Roderick Crawford works on conflict resolution in countries such as Yemen, South Sudan and Iraq, and on Brexit-related matters. He is a former editor of Parliamentary Brief.
Brexit means Brexit, said Theresa May. She was right – but only in part. Under Boris Johnson, Brexit means much more than ‘getting it done’; it offers the opportunity as well as the necessity for the economic and social transformation of the UK itself, and thus of government too.

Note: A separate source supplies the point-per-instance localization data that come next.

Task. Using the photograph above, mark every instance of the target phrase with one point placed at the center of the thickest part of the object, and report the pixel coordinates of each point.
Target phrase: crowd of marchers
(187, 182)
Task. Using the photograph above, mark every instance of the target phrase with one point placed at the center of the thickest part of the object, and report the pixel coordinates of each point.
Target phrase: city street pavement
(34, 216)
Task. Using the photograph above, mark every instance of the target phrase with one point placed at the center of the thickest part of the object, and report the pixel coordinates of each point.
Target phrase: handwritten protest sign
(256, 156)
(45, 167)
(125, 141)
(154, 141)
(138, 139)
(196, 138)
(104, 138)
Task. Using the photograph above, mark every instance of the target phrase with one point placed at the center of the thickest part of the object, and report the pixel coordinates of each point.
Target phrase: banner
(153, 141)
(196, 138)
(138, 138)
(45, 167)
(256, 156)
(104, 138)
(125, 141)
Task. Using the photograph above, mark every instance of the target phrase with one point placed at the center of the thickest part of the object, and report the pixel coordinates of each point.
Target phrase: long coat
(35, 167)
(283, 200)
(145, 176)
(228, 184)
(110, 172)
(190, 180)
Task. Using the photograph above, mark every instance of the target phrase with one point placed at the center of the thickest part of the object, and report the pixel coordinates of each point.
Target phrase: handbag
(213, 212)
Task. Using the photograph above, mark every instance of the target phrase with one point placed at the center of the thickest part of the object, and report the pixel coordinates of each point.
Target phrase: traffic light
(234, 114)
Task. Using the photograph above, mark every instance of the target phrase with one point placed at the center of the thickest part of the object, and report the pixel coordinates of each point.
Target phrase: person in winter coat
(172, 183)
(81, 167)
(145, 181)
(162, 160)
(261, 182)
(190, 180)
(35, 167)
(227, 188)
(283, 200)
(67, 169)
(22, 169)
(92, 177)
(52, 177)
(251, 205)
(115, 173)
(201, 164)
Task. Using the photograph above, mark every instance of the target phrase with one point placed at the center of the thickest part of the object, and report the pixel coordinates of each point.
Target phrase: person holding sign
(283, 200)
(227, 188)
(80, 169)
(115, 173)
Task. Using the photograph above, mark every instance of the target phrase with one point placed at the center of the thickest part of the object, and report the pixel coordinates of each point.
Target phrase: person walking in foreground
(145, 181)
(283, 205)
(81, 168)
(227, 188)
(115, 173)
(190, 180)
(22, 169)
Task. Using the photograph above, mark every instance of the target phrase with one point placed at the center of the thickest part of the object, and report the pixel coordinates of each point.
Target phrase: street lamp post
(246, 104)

So much of what makes the UK tick was caught up in and by the EU – whether that was booming, coasting along or withering on the vine – that to simply ‘do Brexit’ is not enough. To make a success of Brexit requires the transformation of the UK: there can be no more business as normal: that was the case even before Covid-19 came along. For that, success is needed right across economic and social policy, not just trade policy.
Post-Brexit, the UK needs to address the problem in the housing market, because it’s a key contributor to economic prosperity, social stability and individual and family wellbeing. The house-building industry and the housing market need radical reshaping; the industry needs new entrants, new building opportunities, innovative building that delivers significant productivity gains – and all on a scale not seen for generations.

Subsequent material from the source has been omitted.